A ÚLTIMA OPÇÃO DO PENÚLTIMO MADURO

imagem​Por Modesto Emilio Guerrero*

Exceto entre os idiotas – os úteis e os demais –, já poucos duvidam que o enfrentado pelo governo venezuelano a mais de 60 dias é o mesmo de 2014: uma oposição que se transmutou ao conhecido na história como ameaça fascista, essa coisa que Benjamin e Lukács definiam como um “assalto à razão” e que não é mais que o último recurso da classe dominante quando sente que sua existência está definitivamente ameaçada.

Maduro e seu governo está ante dilemas que não foram previstos, mas buscam resolver e superar por vias opostas às registradas na história continental. Sua proposta de Constituinte Comunal resulta como a última opção política de um Presidente encurralado. De seus resultados emergirá outro Presidente e outra situação para o país. Maduro optou pela mobilização social do povo chavista mediante uma proposta constituinte de caráter comunal, “setorial”. Já logrou descolar relativamente a agenda de morte da direita (que somam 70), por um debate político a favor ou contra a esta proposta. Até agora se realizaram mais de 480 assembleias de bairros. Algumas, inclusive, reunidas por vizinhos anti-chavistas também angustiados pela escalada da violência. O CNE (Conselho Nacional Eleitoral) informou que neste sábado chegaram a 17.959 postulantes de tipo territorial, regidas pelo voto individual e liberal, e 34.096 de caráter “setorial”, ou seja, dos movimentos sociais, etnias e agrupamentos de interesses. Um total de 52.055 candidatos. As comunas e conselhos, por exemplo, postularam 8.674 solicitações. Os empresários, 1.154; os trabalhadores sindicalizados, 13 mil.

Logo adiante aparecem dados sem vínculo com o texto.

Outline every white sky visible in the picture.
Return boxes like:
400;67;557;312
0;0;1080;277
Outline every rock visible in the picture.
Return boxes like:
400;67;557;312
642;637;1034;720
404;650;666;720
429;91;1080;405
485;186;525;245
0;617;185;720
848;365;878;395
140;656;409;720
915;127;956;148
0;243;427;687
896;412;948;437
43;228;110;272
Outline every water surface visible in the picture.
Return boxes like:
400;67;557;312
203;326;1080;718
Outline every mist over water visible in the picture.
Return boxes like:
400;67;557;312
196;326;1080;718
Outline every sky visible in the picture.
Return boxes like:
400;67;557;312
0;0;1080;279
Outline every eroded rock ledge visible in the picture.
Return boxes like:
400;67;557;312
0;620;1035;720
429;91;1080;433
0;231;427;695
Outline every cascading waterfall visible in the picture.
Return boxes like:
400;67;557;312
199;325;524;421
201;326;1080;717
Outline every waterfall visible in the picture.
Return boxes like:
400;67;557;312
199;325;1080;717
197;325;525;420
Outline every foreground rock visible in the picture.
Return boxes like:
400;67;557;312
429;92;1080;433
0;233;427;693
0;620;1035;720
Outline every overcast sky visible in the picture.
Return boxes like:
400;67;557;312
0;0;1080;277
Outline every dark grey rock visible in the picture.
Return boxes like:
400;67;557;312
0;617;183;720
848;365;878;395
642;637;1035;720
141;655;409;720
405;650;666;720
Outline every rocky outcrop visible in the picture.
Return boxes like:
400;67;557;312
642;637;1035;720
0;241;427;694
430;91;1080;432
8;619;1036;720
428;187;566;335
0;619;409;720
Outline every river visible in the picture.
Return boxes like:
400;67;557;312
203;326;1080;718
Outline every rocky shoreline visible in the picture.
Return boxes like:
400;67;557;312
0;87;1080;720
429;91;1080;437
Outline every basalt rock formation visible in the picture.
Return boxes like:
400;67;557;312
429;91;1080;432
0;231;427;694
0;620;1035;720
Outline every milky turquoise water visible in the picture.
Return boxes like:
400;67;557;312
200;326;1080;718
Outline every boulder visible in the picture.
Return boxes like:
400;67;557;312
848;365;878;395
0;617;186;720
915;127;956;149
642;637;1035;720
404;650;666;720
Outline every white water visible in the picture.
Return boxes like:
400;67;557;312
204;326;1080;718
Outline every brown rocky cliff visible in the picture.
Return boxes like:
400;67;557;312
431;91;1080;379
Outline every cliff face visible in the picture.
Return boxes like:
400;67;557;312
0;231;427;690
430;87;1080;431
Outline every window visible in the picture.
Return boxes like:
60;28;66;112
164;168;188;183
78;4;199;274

Não é garantia absoluta, mas é um sinal alentador contra o cenário de guerra buscada pela oposição, o governo colombiano, a OEA e o Departamento de Estado. Não deveria restar dúvidas que estamos diante de um fenômeno político de alta qualidade democrática. Sua novidade confirma que a democracia política tem mais formas de se manifestar que os fetiches conhecidos. Isto tem gerado espanto entre os dirigentes opositores e empresários, e uma certa desrazão epidérmica entre respeitáveis acadêmicos de esquerda, como Maristela Svampa e outros.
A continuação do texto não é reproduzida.